Intel® oneAPI Math Kernel Library
Ask questions and share information with other developers who use Intel® Math Kernel Library.

SVD multithreading bug in MKL

YoungTaek_Oh
Beginner
582 Views

Hi,

It seems like that mkl has a serious bug in ?gesvd.

First, I tried to find singular values using the Armadillo library with mkl backends, but results are different according to MKL_NUM_THREADS.

for example,

/* -*- mode: c++; -*- */
#include <armadillo>

int main(int argc, char *argv[])
{
    using namespace arma;

    mat M = randu<mat>(957, 957);
    mat U, V;
    vec s;

    svd(U, s, V, M);
    mat newM = U * diagmat(s) * V.t();

    printf("norm: %f\n", arma::norm(M - newM,2));
    return 0;
}

yields the following results

$ MKL_NUM_THREADS=1 ./main
norm: 0.000000
$ MKL_NUM_THREADS=2 ./main
norm: 0.000000
$ MKL_NUM_THREADS=3 ./main
norm: 0.000000
$ MKL_NUM_THREADS=4 ./main
norm: 0.000000
$ MKL_NUM_THREADS=5 ./main
norm: 371.303371
$ MKL_NUM_THREADS=6 ./main
norm: 138.622780
$ MKL_NUM_THREADS=7 ./main
norm: 138.622780

I wrote another program that uses mkl only, but it was worse.

/* -*- mode: c++; -*- */
#include <mkl.h>
#include <string.h>
#include <math.h>
#include <stdio.h>

int main(int argc, char *argv[])
{
    lapack_int M = 958;
    double *mat = new double[M * M];
    double *mat_orig = new double[M * M];
    double *s = new double;
    double *diags = new double[M*M];
    double *U = new double[M * M];
    double *Vt = new double[M * M];
    double *superb = new double[M-2];

    for (int i=0; i<M*M; ++i)
        mat = static_cast<double>(rand())/RAND_MAX;

    memcpy(mat_orig, mat, sizeof(double) * M * M);
    LAPACKE_dgesvd(LAPACK_COL_MAJOR, 'a', 'a', M, M, mat, M, s, U, M, Vt, M, superb);

    memset(diags, 0, sizeof(double) * M * M);
    for (int i=0; i<M; ++i)
        diags[i * M + i] = s;

    cblas_dgemm(CblasColMajor, CblasNoTrans, CblasNoTrans, M, M, M, 1.0, U, M, diags, M, 0.0, mat, M);
    cblas_dgemm(CblasColMajor, CblasNoTrans, CblasNoTrans, M, M, M, 1.0, mat, M, Vt, M, 0.0, U, M);

    double res = 0.0;
    for (int i=0; i<M*M; ++i) {
        double t = mat_orig - U;
        res += (t*t);
    }
    printf("norm: %f\n", sqrt(res));

    delete[] superb;
    delete[] Vt;
    delete[] U;
    delete[] diags;
    delete[] s;
    delete[] mat_orig;
    delete[] mat;
    return 0;
}

$ MKL_NUM_THREADS=1 ./main2
norm: 0.000000
$ MKL_NUM_THREADS=2 ./main2
norm: 0.000000
$ MKL_NUM_THREADS=3 ./main2
norm: 0.000000
$ MKL_NUM_THREADS=4 ./main2
norm: 0.000000
$ MKL_NUM_THREADS=5 ./main2
norm: 457.024091
$ MKL_NUM_THREADS=6 ./main2
Segmentation fault (core dumped)
$ MKL_NUM_THREADS=7 ./main2
Segmentation fault (core dumped)

What's wrong with this?

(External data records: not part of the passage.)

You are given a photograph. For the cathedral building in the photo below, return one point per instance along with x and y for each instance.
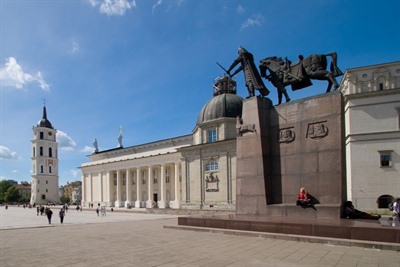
(198, 171)
(44, 163)
(372, 125)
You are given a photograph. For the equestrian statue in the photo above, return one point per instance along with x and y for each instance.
(299, 74)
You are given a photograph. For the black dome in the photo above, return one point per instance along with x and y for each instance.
(220, 106)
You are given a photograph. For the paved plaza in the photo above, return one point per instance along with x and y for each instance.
(138, 239)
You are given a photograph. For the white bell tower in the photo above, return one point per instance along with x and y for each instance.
(44, 163)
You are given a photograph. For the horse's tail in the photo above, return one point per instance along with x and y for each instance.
(334, 68)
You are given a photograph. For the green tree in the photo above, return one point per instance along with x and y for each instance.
(4, 186)
(25, 198)
(12, 194)
(64, 199)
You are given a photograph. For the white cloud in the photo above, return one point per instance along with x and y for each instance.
(74, 48)
(6, 153)
(12, 75)
(65, 142)
(240, 9)
(157, 4)
(75, 172)
(87, 149)
(113, 7)
(256, 19)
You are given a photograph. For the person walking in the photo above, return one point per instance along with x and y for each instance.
(61, 215)
(49, 213)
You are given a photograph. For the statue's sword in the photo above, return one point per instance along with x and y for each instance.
(223, 68)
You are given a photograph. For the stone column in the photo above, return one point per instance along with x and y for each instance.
(90, 195)
(162, 204)
(149, 203)
(109, 186)
(83, 200)
(253, 185)
(128, 182)
(101, 186)
(138, 188)
(175, 204)
(118, 202)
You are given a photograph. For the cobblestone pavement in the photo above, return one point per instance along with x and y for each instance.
(133, 239)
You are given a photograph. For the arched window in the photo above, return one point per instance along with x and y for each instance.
(381, 83)
(212, 165)
(384, 200)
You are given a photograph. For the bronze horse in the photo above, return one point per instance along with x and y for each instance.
(299, 74)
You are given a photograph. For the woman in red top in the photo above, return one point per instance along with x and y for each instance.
(303, 198)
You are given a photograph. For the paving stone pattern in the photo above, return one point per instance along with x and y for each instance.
(136, 239)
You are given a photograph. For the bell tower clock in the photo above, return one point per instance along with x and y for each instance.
(44, 163)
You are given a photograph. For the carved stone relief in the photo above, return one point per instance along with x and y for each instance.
(244, 128)
(212, 182)
(286, 135)
(317, 130)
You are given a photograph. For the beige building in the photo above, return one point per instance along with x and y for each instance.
(196, 171)
(372, 123)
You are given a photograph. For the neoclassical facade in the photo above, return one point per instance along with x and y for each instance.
(372, 125)
(196, 171)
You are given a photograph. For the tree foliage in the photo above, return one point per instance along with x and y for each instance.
(4, 186)
(64, 199)
(12, 194)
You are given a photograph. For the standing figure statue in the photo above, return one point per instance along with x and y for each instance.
(251, 75)
(96, 148)
(120, 137)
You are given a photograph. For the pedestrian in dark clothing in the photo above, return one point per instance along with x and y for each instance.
(49, 213)
(61, 214)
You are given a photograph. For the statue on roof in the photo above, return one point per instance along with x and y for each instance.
(252, 77)
(120, 137)
(299, 74)
(96, 148)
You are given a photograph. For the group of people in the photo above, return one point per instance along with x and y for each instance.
(49, 213)
(349, 212)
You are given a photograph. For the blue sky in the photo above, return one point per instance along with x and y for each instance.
(149, 66)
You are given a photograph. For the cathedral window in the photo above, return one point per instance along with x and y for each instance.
(211, 135)
(155, 179)
(385, 159)
(212, 165)
(167, 175)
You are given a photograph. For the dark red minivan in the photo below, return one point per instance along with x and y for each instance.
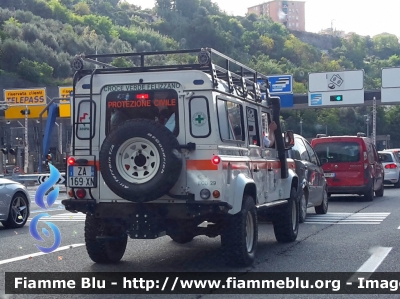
(351, 165)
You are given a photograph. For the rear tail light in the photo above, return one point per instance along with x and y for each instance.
(390, 166)
(71, 161)
(216, 160)
(80, 193)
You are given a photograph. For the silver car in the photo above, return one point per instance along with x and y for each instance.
(14, 204)
(391, 164)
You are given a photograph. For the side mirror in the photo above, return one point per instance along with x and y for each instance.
(323, 161)
(289, 139)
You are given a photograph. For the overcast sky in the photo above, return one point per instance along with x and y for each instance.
(362, 17)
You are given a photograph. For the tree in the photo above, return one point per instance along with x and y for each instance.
(385, 45)
(34, 71)
(82, 8)
(187, 7)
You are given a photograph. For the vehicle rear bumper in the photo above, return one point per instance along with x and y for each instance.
(391, 177)
(348, 189)
(129, 210)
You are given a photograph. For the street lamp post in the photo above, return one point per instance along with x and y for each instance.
(301, 126)
(366, 117)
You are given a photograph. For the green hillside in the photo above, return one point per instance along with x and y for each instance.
(38, 39)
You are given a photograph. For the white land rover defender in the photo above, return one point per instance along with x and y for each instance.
(159, 150)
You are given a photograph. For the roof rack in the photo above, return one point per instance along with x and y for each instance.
(239, 77)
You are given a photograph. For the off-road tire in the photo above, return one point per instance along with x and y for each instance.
(234, 235)
(13, 221)
(302, 209)
(103, 250)
(323, 207)
(161, 143)
(286, 221)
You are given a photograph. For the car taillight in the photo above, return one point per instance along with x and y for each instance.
(390, 166)
(80, 193)
(216, 160)
(71, 161)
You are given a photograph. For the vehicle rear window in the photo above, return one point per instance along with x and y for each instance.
(160, 106)
(386, 158)
(338, 151)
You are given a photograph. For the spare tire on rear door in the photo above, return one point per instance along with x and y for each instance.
(140, 160)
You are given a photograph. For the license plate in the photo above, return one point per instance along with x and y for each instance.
(329, 175)
(81, 176)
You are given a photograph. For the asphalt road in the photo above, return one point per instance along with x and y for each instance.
(341, 241)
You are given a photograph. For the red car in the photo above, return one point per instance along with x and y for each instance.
(351, 165)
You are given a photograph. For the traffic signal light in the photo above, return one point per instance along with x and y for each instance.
(13, 151)
(337, 98)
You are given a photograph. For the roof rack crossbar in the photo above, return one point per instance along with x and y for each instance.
(217, 65)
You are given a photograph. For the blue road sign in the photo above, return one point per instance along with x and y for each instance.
(279, 84)
(315, 99)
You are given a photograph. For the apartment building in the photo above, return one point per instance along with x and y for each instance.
(289, 13)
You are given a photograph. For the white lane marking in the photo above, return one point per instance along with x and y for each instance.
(24, 257)
(346, 218)
(48, 210)
(378, 254)
(63, 217)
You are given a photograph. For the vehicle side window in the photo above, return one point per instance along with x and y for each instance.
(252, 126)
(83, 120)
(302, 150)
(311, 153)
(199, 114)
(370, 153)
(295, 152)
(230, 119)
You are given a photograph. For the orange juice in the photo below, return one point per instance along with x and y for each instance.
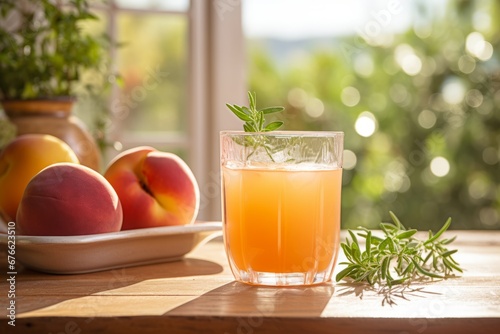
(281, 220)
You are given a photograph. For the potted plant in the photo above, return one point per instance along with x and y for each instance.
(43, 53)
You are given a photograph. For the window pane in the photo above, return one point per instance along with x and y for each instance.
(413, 84)
(152, 63)
(174, 5)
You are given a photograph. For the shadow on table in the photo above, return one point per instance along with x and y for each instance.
(60, 288)
(255, 303)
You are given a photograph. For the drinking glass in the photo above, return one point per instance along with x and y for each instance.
(281, 205)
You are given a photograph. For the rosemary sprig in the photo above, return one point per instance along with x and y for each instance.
(253, 117)
(397, 257)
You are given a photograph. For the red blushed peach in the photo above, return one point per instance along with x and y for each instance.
(155, 188)
(69, 199)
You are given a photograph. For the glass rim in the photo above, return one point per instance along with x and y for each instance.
(285, 133)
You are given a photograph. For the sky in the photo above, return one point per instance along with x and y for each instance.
(299, 19)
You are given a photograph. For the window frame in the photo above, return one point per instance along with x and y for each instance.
(216, 75)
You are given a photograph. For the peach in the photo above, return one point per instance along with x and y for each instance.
(155, 188)
(20, 160)
(69, 199)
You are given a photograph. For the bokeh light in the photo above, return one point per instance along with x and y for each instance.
(453, 91)
(366, 124)
(440, 166)
(427, 119)
(315, 107)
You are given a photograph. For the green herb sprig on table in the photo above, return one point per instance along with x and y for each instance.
(253, 117)
(397, 257)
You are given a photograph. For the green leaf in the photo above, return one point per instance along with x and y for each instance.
(271, 110)
(251, 99)
(441, 231)
(240, 114)
(406, 234)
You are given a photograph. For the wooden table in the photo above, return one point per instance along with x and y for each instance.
(199, 295)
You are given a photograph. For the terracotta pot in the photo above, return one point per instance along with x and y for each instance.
(53, 116)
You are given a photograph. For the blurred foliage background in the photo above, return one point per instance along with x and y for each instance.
(420, 111)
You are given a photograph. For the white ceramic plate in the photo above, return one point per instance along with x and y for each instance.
(89, 253)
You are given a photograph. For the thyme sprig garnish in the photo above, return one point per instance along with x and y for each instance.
(397, 257)
(255, 118)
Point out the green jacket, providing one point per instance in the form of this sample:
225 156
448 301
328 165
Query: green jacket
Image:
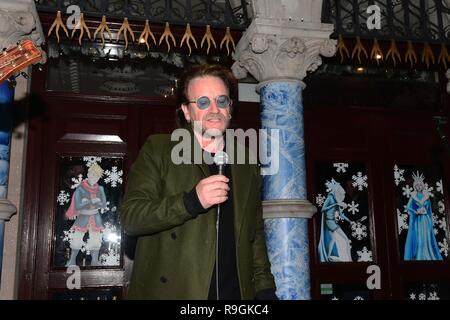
175 252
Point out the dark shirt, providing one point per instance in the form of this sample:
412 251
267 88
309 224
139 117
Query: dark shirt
228 276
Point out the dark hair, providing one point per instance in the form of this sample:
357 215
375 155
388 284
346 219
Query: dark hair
198 71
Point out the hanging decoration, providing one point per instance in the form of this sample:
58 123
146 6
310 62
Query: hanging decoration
58 24
143 38
102 28
427 54
166 35
227 39
188 36
125 28
358 49
376 52
393 53
209 39
410 54
83 26
443 55
341 48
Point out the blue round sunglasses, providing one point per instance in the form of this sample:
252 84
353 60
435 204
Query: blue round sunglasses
204 102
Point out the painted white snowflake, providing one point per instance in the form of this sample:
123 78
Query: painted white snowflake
114 177
443 247
110 259
428 190
105 209
320 199
337 216
441 207
442 224
402 221
340 167
91 160
364 255
359 231
69 238
76 181
360 181
398 175
110 233
68 235
439 187
407 191
353 207
433 296
63 198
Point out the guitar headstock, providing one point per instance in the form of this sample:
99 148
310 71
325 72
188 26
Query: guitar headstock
16 59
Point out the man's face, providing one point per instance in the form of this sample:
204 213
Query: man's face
92 178
213 118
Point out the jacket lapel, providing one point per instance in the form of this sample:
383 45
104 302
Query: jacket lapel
195 153
241 189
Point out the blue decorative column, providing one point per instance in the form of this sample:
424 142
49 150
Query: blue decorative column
282 109
283 43
6 208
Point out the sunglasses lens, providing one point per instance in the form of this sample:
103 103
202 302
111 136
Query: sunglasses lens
203 102
223 101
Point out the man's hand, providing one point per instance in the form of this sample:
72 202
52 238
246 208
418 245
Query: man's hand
212 190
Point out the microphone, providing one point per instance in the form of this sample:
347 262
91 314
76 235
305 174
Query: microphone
220 159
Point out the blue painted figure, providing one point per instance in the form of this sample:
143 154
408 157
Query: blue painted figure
420 242
87 200
334 245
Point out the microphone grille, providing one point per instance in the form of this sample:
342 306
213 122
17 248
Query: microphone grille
221 158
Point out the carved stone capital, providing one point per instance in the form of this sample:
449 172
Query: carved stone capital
18 21
288 209
7 210
447 74
275 49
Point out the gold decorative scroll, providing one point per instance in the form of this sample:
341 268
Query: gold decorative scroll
410 54
376 52
188 36
209 39
166 35
227 39
358 49
143 38
444 56
125 28
103 28
393 53
342 48
83 27
427 54
58 24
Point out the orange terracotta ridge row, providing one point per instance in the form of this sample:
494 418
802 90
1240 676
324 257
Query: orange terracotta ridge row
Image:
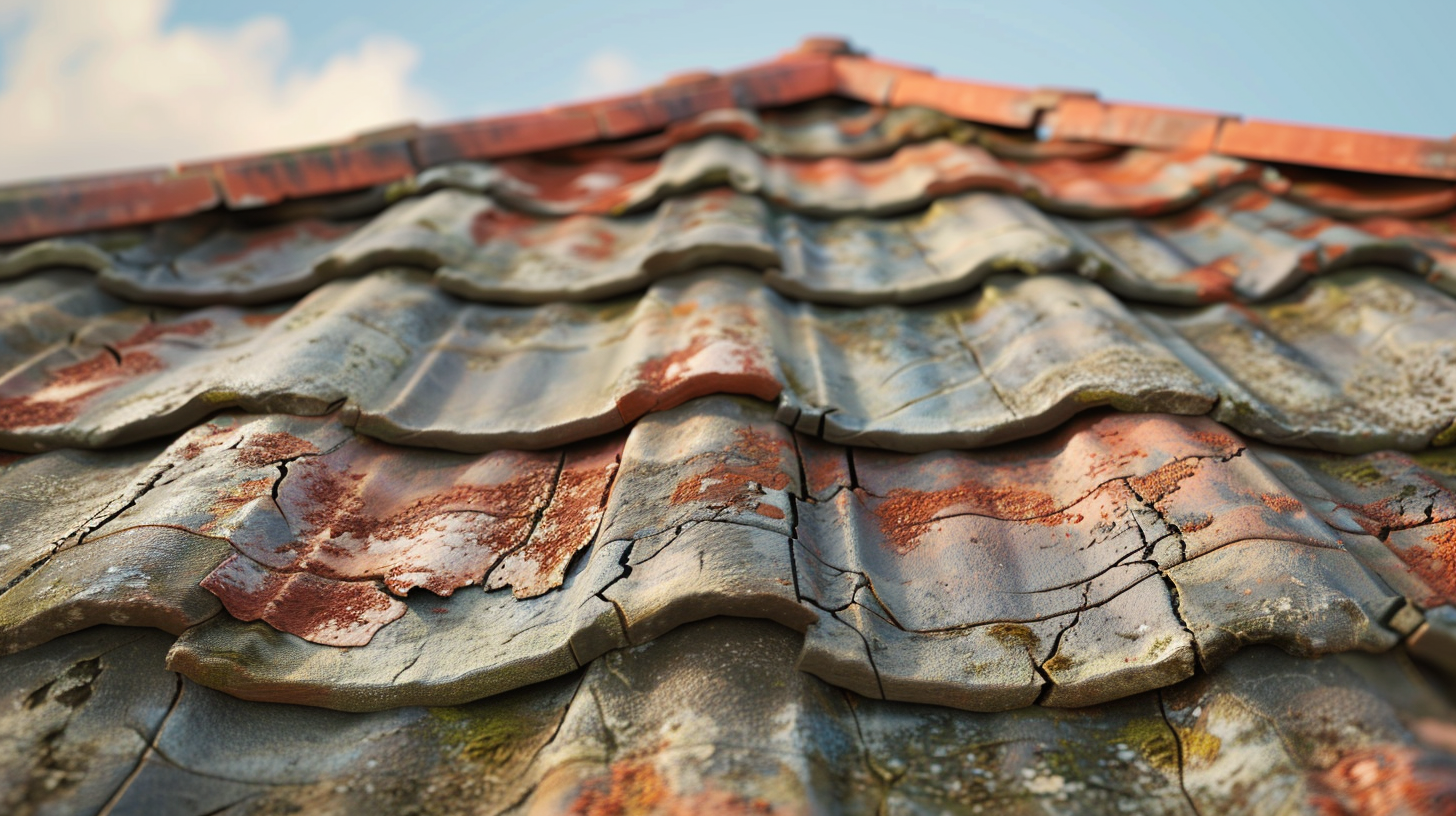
819 67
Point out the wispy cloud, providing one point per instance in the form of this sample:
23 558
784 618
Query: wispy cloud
609 72
98 85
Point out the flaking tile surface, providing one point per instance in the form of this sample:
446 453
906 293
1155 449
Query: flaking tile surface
1357 360
1107 560
715 719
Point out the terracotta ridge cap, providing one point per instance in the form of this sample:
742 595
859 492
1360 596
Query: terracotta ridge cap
820 67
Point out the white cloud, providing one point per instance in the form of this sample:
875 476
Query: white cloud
607 72
102 85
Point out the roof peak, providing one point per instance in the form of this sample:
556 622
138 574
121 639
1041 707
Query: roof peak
821 66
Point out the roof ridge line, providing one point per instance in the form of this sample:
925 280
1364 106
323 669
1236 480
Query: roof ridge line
819 67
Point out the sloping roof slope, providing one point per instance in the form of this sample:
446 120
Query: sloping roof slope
819 437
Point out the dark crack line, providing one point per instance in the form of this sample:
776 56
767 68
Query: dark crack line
530 765
152 748
875 771
869 657
798 455
1174 595
1082 497
92 525
622 615
86 528
536 520
1183 752
408 666
1056 649
980 369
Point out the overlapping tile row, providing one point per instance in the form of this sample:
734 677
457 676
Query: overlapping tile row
714 719
1357 360
693 105
1102 561
1239 245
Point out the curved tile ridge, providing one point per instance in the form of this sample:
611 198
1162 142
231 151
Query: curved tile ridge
1238 245
829 128
1088 566
835 128
1137 181
1353 362
1350 733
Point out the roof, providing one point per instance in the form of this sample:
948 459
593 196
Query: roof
817 436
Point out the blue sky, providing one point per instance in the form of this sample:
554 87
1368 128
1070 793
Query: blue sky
206 77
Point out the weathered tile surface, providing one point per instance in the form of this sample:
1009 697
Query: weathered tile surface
1105 560
1318 367
715 719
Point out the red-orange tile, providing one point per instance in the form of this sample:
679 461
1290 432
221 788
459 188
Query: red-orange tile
977 102
504 136
47 209
788 80
661 107
1343 149
1140 126
256 181
868 80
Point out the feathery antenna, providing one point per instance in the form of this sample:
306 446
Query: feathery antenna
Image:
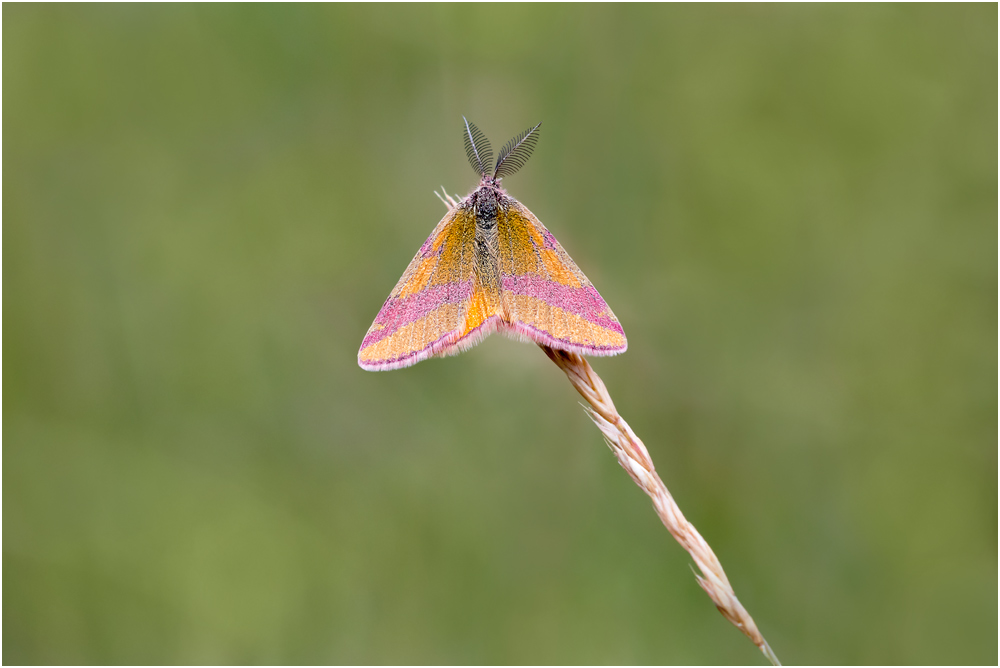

I'm using the lastest mkl + intel compiler (11.0 update 3) in ubuntu 12.04 LTS, intel i7 990X machine.

0 Kudos
11 Replies
Gennady_F_Intel
Moderator
582 Views

thanks for the report, we will check the problem on our side.

0 Kudos
Gennady_F_Intel
Moderator
582 Views

how did you link the test - statically or dinamically? is that LP64 or ILP64 interfaces?

0 Kudos
YoungTaek_Oh
Beginner
582 Views

I used -mkl option, such as

icpc main.cpp -o main -mkl -O3

0 Kudos
Gennady_F_Intel
Moderator
582 Views

yes, I see the similar behavioir on my side with the latest 11.0 update 3.

icc -mkl test.cpp. 

# export MKL_NUM_THREADS=1
# a.out
norm: 0.000000

# export MKL_NUM_THREADS=2
# ./a.out
norm: 0.000000

# export MKL_NUM_THREADS=3
# ./a.out
norm: 0.000000

# export MKL_NUM_THREADS=4
# ./a.out
norm: 0.000000
# export MKL_NUM_THREADS=5
# ./a.out
norm: 457.024091
# export MKL_NUM_THREADS=6
# ./a.out
Segmentation fault (core dumped)

We will digg the issue and will keep you updated as much as possible.

0 Kudos
Gennady_F_Intel
Moderator
582 Views

the issue is escalated to the owner of SVD. here is the number of the issue for your reference : DPD200335246

0 Kudos
Gennady_F_Intel
Moderator
582 Views

the fix of the problem available in version 11.0 update4 which released the last week.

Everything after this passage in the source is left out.